WHEN WE THINK of waters that define Seattle, which ones come to mind? Puget Sound and Elliott Bay, with Lake Washington and Lake Union close behind. Perhaps Green Lake. Don’t forget the Lake Washington Ship Canal.
But what about the seemingly invisible Duwamish River, harnessed (some say ravaged) beyond original recognition and poisoned beyond palatability? Shouldn’t it rise to the top?
That’s the question behind a new social and environmental history book with a provocative title: “The River That Made Seattle.” Is it true that the Duwamish “made” our city?
Author BJ Cummings — serving for 25 years in leading roles for Puget Soundkeeper, the Duwamish River Cleanup Coalition, Sustainable Seattle and the University of Washington Department of Environmental and Occupational Health Sciences’ Superfund Research Program — makes a potent case.
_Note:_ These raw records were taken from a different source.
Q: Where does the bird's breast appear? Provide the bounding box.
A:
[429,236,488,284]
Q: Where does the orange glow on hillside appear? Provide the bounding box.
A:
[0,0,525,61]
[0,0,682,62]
For starters, she says, most of the waterways that surrounded and fed Seattle once drained through the Duwamish. Also, and not incidentally, the river is named for the tribe whose chief’s bowdlerized name became that of the city.
Cummings further points out that, contrary to commonly told history, the city’s first white settlers (she calls them “immigrants”) were not those who alighted Nov. 13, 1851, at Alki Beach but rather those bearing the names of Maple, Van Asselt and Collins, who roosted two months earlier along the Duwamish.
In time, city-builders’ projects diverted or dried up feeder rivers so that by 1920, a watershed of more than 2,000 square miles had shrunk to fewer than 500. The spaghetti-like course of the Duwamish itself also had been straightened, and the channel widened and deepened, to make way for enormous ships and an industrial identity that nearly erased a tribal homeland.
Even so, portions of the original riverbed survive — some barely. One is shown in our “Then” photo, taken in 1891 from a bend in the Duwamish west bank (present-day South Park) called Cassell’s Point, named for longtime Seattle railroad engineer John Cassell, who might be the gent pointing the umbrella. This spot also lies across from where Chief Seattle paid his final visit to the river.
Though we strain today to imagine the river before unwieldy industry and its persistent pollutants transformed it, Cummings bears a bottomless affinity for its past via her long ties to the tribe and others who care about the Duwamish.
“This trashed river made its way into my heart,” she says. “There have been seven generations of immigrant history and 10,000 years of native history here. The city was built on the back of the river. The river gave the city the riches and the infrastructure it needed to grow, and it’s time for us to give back a little of that love.”